Savings: options for growing your money
If you are looking to save rather than spend money, given the current financial crisis, you will of course want to secure the best rate of return for your money. There is a large and competitive market offering different kinds of savings products, and each of these products has its own advantages and disadvantages. Here we look briefly at a strategy for savings, and some of the possible products on offer to nurture your nest egg.
Most savings products fall into one of four categories: Cash ISA accounts, regular savings accounts, instant access savings and fixed rate savings bonds. The first three are savings accounts, each with different rules and rates of return; but crucially, sharing the common property of being free from the risk posed by investments, which can fall as well as rise in value.
Fixed rate savings bonds are a little different; but unlike other forms of bonds - like corporate and government bonds - fixed rate savings bonds offer a guaranteed rate of interest over the life of the bond, and are not subject to the risk of investment. The only risk posed to savings accounts is the possible failure of the bank; but recent legislation means that savings of up to £50,000 are protected, per U.K. regulated financial institution. It is worth noting that due to the fact many banks are owned by a large conglomeration, you need to check to ensure that different banks count as separate institutions, should you have more than £50,000 to save.

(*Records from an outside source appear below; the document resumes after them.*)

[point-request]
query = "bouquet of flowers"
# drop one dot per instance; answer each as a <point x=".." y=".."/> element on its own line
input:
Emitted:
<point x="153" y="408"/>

The first type of savings account to look at should always be the cash ISA, as the interest gained on money invested up to the annual allowance is tax free, meaning that the rate of return cannot usually be beaten by other forms of savings accounts. The gains from non-ISA accounts count as income, and are therefore taxable.
Once you have reached your cash ISA limit for the year (which stands at £5,100 this financial year), the next best rate of return offered will generally be through a regular savings account - these savings accounts regularly out-perform standard savings accounts. Regular savings accounts require the regular deposit of a minimum monthly payment, in return for which a good rate of interest is paid for the agreed period. The First Home Saver from Santander, for example, is a savings account that offers 5% interest for savers under 35 who have not yet had their name on a mortgage. However, these accounts only work if you can meet the regular minimum payment, otherwise the interest paid will drop considerably. There is always a maximum limit on the amount that can be saved in a regular savings account, and generally there is also a time limit on how long the top rate of interest will be paid.
If you are in the fortunate position of maxing out both your cash ISA and regular savings accounts options, you probably don't need to read this guide! Fixed rate savings bonds lock your money away for the term of the bond, and in return for giving the bank your money for this time, a better rate of interest than a standard savings account is offered. If you think that there is a possibility you may need access to your money while saving, the best standard savings accounts can be found with some research online; try using the money advice and comparison websites as a shortcut in your research.